Benis (بنیس, /fa/) (Note: Also romanized as Banis, Beniss, Bennis, Benīz, Biniz, and Benus; Azerbaijani: Bennis) is a village in Guney-ye Sharqi Rural District of the Central District in Shabestar County, East Azerbaijan province, Iran.

==Demographics==
===Population===
At the time of the 2006 National Census, the village's population was 1,422 in 455 households. The following census in 2011 counted 1,008 people in 331 households. The 2016 census measured the population of the village as 709 people in 296 households.

==Structure and history==
The layout of Benis is centralized; the village is surrounded by nearby mountains, which supply a stream that feeds into a local aqueduct. The aqueduct waters local gardens and greenery. There is a mosque, public bath, and various shops located around the village square. A main asphalt road leads south out of the village into the rest of Shabestar County.

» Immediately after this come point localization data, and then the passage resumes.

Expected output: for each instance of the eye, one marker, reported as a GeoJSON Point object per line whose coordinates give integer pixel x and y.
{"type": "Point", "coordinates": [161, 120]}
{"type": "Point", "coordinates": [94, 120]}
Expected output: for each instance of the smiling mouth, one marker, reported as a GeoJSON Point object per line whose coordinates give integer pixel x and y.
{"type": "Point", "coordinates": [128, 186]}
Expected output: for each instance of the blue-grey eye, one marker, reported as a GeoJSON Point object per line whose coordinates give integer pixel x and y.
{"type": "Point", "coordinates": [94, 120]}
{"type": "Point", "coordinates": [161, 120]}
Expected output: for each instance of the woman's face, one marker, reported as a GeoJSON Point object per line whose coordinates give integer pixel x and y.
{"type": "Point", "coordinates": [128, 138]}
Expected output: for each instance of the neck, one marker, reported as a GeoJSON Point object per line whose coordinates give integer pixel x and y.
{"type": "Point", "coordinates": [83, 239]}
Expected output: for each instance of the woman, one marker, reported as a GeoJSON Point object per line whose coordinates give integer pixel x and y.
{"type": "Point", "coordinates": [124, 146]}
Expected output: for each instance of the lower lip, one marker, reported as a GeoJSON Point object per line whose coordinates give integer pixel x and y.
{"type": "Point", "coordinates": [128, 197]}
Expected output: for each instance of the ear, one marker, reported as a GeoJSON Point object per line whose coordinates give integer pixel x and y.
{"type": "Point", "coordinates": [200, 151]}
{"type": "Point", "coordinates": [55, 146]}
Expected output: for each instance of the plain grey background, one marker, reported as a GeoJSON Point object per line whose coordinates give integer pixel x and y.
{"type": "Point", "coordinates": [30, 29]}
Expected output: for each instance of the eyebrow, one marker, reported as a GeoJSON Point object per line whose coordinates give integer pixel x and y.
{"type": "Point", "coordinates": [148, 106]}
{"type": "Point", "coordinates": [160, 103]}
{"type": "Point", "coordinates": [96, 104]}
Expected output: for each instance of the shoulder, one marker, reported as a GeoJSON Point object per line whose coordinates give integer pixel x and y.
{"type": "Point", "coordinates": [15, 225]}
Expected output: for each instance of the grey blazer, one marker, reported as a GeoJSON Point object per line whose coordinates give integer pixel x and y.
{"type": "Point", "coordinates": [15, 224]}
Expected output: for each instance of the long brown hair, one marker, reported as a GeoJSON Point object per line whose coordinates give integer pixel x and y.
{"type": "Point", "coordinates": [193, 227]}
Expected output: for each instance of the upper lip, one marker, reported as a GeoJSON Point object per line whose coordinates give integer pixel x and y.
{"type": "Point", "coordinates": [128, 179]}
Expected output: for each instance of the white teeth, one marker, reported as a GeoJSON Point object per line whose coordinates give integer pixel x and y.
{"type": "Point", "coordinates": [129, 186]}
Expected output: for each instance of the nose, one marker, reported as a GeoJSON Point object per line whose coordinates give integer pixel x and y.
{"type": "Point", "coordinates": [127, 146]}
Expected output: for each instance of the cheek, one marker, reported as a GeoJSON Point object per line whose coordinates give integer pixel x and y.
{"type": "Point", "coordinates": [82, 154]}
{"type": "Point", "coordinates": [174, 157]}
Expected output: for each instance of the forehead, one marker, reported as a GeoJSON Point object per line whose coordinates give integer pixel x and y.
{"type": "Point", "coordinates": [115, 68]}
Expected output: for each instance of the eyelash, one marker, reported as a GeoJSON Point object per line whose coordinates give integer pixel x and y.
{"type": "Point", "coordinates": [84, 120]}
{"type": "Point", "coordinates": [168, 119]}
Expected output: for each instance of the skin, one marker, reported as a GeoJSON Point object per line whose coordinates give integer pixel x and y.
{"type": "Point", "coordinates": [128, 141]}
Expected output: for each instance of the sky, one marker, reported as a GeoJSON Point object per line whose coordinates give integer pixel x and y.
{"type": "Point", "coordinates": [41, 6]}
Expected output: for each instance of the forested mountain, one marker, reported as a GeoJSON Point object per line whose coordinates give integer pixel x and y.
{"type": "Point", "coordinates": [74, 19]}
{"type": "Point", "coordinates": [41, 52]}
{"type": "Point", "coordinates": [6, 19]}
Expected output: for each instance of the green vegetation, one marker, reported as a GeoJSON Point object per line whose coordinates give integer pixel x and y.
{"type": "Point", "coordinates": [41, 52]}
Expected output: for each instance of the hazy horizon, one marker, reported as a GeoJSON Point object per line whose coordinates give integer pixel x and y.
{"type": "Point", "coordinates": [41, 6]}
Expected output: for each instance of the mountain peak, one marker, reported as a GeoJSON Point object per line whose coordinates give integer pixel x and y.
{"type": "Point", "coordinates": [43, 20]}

During the summer, the population of Benis increases significantly. Agriculture has been a local industry in Benis for many years, and continues to grow. In the 19th century, most migrations from the village were to foreign cities such as Istanbul, Baku, and Tbilisi. After the Russian Revolution, more immigration took place from Benis across the country and into cities such as Abadan, Ahvaz and Tehran. Many workers are chiefly active in the businesses of confectionery production and the processing of paper.